The strike began on February 6. Classes continued as union members and supporters picketed outside in winter weather. To compensate for the lack of willing substitutes in Oregon, the school board hired teachers from as far away as New York and Texas. Substitutes received meal stipends, compensation for travel and lodging, and above-average wages.

Students reported being moved to crowded classrooms and expected to follow canned, low-quality lesson plans. Attendance plummeted; on the day students organized a walkout to support teachers, the high schools reported attendance rates between 16 and 36%. The school board needed to increase attendance or risk losing some state funding.

Mainstream media coverage presented information without the context needed for understanding, and included misleading quotes from school board members about the contract offer. The Medford Mail Tribune newspaper published two op-eds attacking the MEA before agreeing to publish an op-ed by the union.

Meanwhile, the same newspaper ran a full-page ad from the school board saying average teacher compensation exceeds $100,000 annually. That figure seems to represent total compensation, including gross pay, health benefits, and payroll taxes. The average take-home pay for MEA members is about $40,000 annually, according to Lashley. The union did not run any ads.

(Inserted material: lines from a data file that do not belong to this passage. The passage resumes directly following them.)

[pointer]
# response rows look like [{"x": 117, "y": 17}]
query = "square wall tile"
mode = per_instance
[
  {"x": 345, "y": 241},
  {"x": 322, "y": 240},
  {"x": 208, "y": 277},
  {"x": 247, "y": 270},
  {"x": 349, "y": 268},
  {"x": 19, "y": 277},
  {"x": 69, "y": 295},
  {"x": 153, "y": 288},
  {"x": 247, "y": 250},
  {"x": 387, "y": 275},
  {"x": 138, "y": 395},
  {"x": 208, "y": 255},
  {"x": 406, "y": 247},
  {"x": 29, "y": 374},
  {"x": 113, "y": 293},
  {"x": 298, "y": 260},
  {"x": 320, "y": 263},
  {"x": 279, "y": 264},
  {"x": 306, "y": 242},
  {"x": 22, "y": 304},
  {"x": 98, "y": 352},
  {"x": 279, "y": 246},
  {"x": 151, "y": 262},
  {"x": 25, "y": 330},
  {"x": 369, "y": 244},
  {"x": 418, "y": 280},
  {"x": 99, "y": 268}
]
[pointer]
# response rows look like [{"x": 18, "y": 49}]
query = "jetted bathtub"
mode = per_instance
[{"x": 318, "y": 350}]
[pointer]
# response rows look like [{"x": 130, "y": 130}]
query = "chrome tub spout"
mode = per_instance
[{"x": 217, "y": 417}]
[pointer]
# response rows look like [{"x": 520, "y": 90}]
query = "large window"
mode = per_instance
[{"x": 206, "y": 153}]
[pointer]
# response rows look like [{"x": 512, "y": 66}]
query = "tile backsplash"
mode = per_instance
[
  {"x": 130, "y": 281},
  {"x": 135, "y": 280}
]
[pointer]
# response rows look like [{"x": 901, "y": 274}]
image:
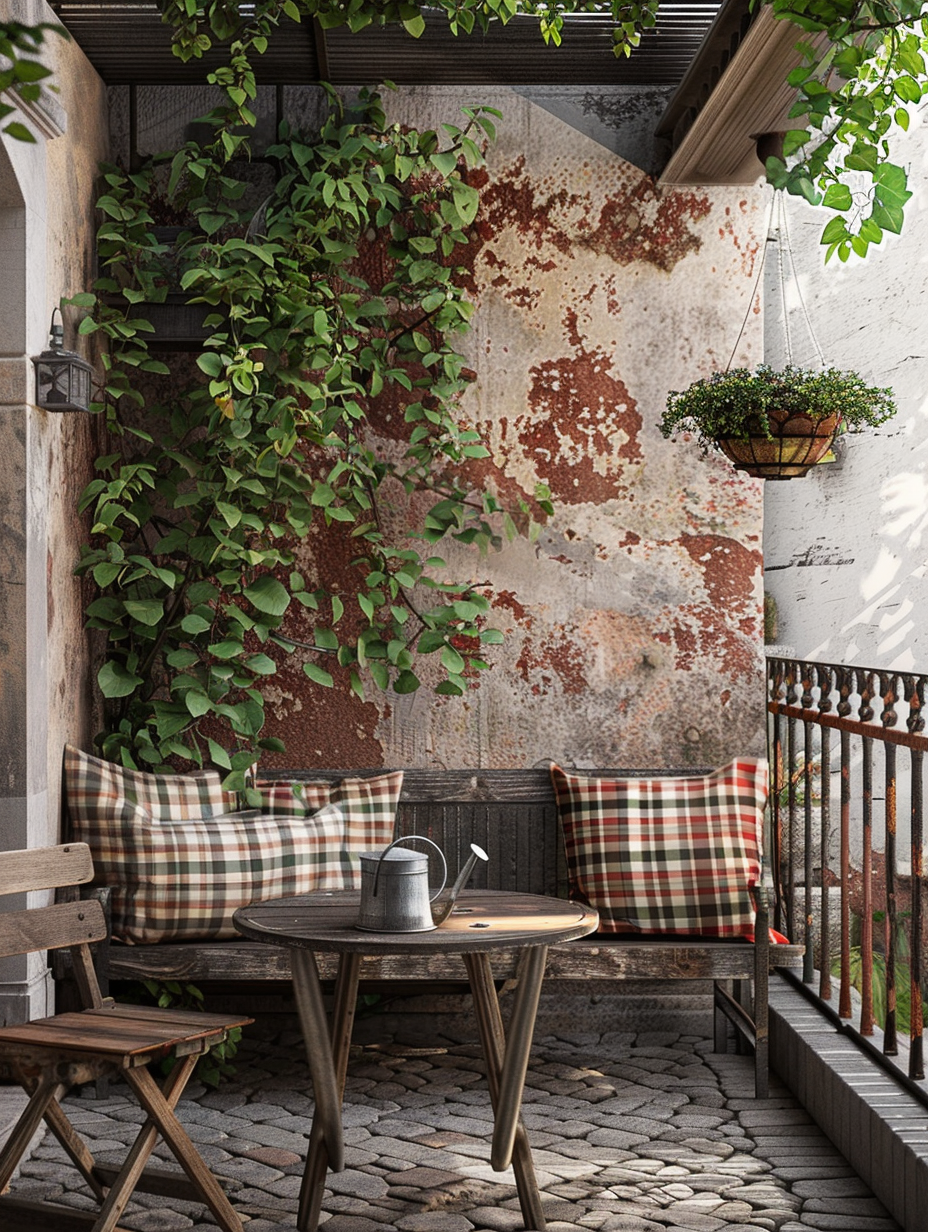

Despite media attacks, community support for the union held strong. Hundreds attended solidarity rallies, and pressure mounted for a settlement.

On February 22, the school board and the union finally reached a three-year agreement. The union won protections for prep time, working hours, and working days, but compromised on compensation. Terms included modest raises in teacher pay and the cost of living adjustment as well as a phase-in for higher health insurance and retirement fund deductions.

These days, life in the Medford School District is back to normal. Teachers are back in their classrooms, and students have returned to school. Collective action was vital for reaching a settlement union members considered fair. “The union is so much stronger than just the bargaining team,” said Lashley. “You don’t win at the table. You have to get everyone involved.”

Community support boosted teachers’ morale and gave them strength to follow through with the strike. Without that support, said Lashley, the victory for Medford teachers would not have been possible.

As school boards across the nation continue to push an agenda of austerity for educators, members of other unions would do well to remember this lesson

Income inequality is growing, and workers around the world continue to struggle for better pay and working conditions. “Everyone deserves fair working conditions and a living wage,” said Lashley. “Education is about giving people the knowledge to make good decisions and stand up for what they believe in […] that’s what we’re fighting for.”